Your company needs to cut payroll by 20 percent.
- Under WorkSharing you can reduce your workers' hours by 20 percent perhaps to a four-day workweek instead of laying off 20 percent of your workforce.
- Your employees receive 20 percent of their regular unemployment insurance benefits, thereby largely offsetting their lost earnings.
Your workers continue to receive regular wages for the hours they work in addition to their WorkSharing benefits.
During their participation in WorkSharing, your workers:
- Receive a percentage of their regular salary. If they work 80 percent of their regular work week, they receive 80 percent of their salary.
- Receive unemployment benefits. Their unemployment benefits are a percentage of their benefit rate equal to the percentage of the reduction in their hours. For instance, if hours and wages are reduced 20 percent, workers are eligible for 20 percent of their unemployment insurance benefit rate. Each worker's benefit rate is calculated based on past earnings.
- Receive a percentage of dependency allowance under certain conditions. An allowance of $25 per dependent child is available for workers who are the whole or main support for any children who are:
- Under the age of 18;
- Under the age of 24 and a full-time student at an educational institution;
- Over the age of 18 and incapacitated due to a mental or physical disability.
Under WorkSharing, an employee whose regular work hours are reduced 20 percent and who has dependent children, would receive 20 percent of the regular dependency allowance, along with the 20 percent of their unemployment insurance benefits.
- Receive their regular health insurance benefits.
- For workers who are working a part-time second job, there is also a generous disregard of part-time earnings before any deductions are made from the WorkSharing benefits.
Your Checklist for Developing a WorkSharing Plan
- You must specify the unit or units that will participate in WorkSharing. These employees must work in a clearly defined, group. The group can be your entire company, a facility, department, shift, job function or another definable unit with at least two employees.
- You must certify that the reduction in work hours is in lieu of layoffs, and give the reason for the expected duration of the work reduction. Decide in advance the duration of your WorkSharing plan. It can range from one to 26 weeks.
- You must specify the beginning and end dates. Your start date must be at least three weeks from the date of your application. Because unemployment insurance benefits are paid for weeks beginning on Sundays and ending on Saturdays, your plan must have a Sunday starting 3 weeks after your application date and a Saturday end date.
- You must identify the employees in the affected unit by name, social security number, the normal weekly hours of work, and the proposed reduction in working hours. All employees in the affected unit must be included in the WorkSharing plan and all must have the same reduction in hours.
- You must apply the plan to only full-time and permanent part-time employees. Seasonal employees may not participate in WorkSharing.
- If the workers are covered by collective bargaining, the union must agree to your WorkSharing plan.

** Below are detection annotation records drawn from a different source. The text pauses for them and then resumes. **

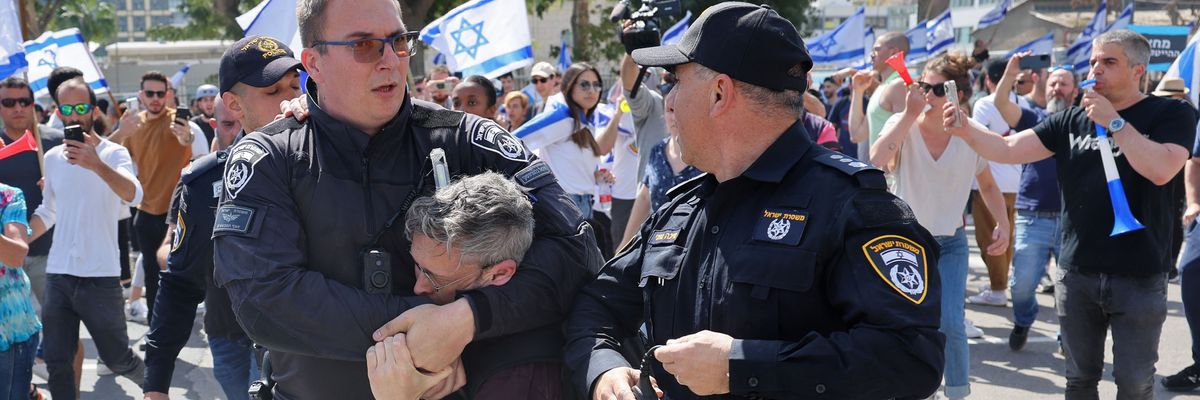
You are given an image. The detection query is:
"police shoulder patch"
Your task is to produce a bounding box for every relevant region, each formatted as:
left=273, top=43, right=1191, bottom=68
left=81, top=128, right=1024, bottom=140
left=224, top=141, right=266, bottom=199
left=863, top=234, right=929, bottom=304
left=470, top=121, right=529, bottom=162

It is best to consult with the union early in the process. When you file a WorkSharing application, you will need to have the signatures of the appropriate union officials.
- The reduction in the normal weekly hours must be shared equally by all workers in the unit or units you have defined. The reduction in hours may range from 10 percent to 60 percent.
- You must continue to provide the same health insurance benefits to the employees in the affected units. This means that their health insurance benefits cannot be changed because of their reduced hours of work.
- You must continue to provide retirement benefits (under a benefit pension plan as defined in Section 3 (35) of the Employee Retirement Income Security Act of 1974 to any employees participating in WorkSharing. You are required to explain any reduction in retirement benefits.
- You must be up-to-date with unemployment contributions, payments in lieu of contributions, interest or penalty charges due the Department of Employment and Training.
- You must agree to furnish all reports and information necessary for the administration of your plan, and permit access to all records that are necessary to verify and evaluate the plan.
Changing or Discontinuing Your WorkSharing Plan
- You can terminate an approved plan at any time.
- DUA can revoke a plan with good cause. Examples of good cause are:
- Failure to comply with the assurances given in the plan.
- Unreasonable revision of the productivity standards for the affected unit.
- Conduct or occurrences that are intended to defeat the purpose and effective operation of the plan.
- Violation of the criteria on which the plan was approved.
- If you need to make changes to your plan, you must notify the WorkSharing Department within two days of the proposed change. You must also follow up with a modified WorkSharing Plan application.
How WorkSharing Affects Your Unemployment Insurance Contributions
- If your account reserve is positive, unemployment insurance benefits paid to your employees under an approved WorkSharing plan are charged the same way as regular unemployment benefits.
- If your account reserve is negative, you will be charged dollar-for-dollar for benefits paid to your employees. The charges will include any dependency allowance paid.
- If your organization reimburses DUA for unemployment insurance benefits paid in lieu of contributions you will be charged dollar-for-dollar for WorkSharing benefits paid to your employees.
- If any WorkSharing benefits are improperly paid as a result of misleading or misrepresented information submitted by your company, your business or organization is liable for the repayment of those benefits.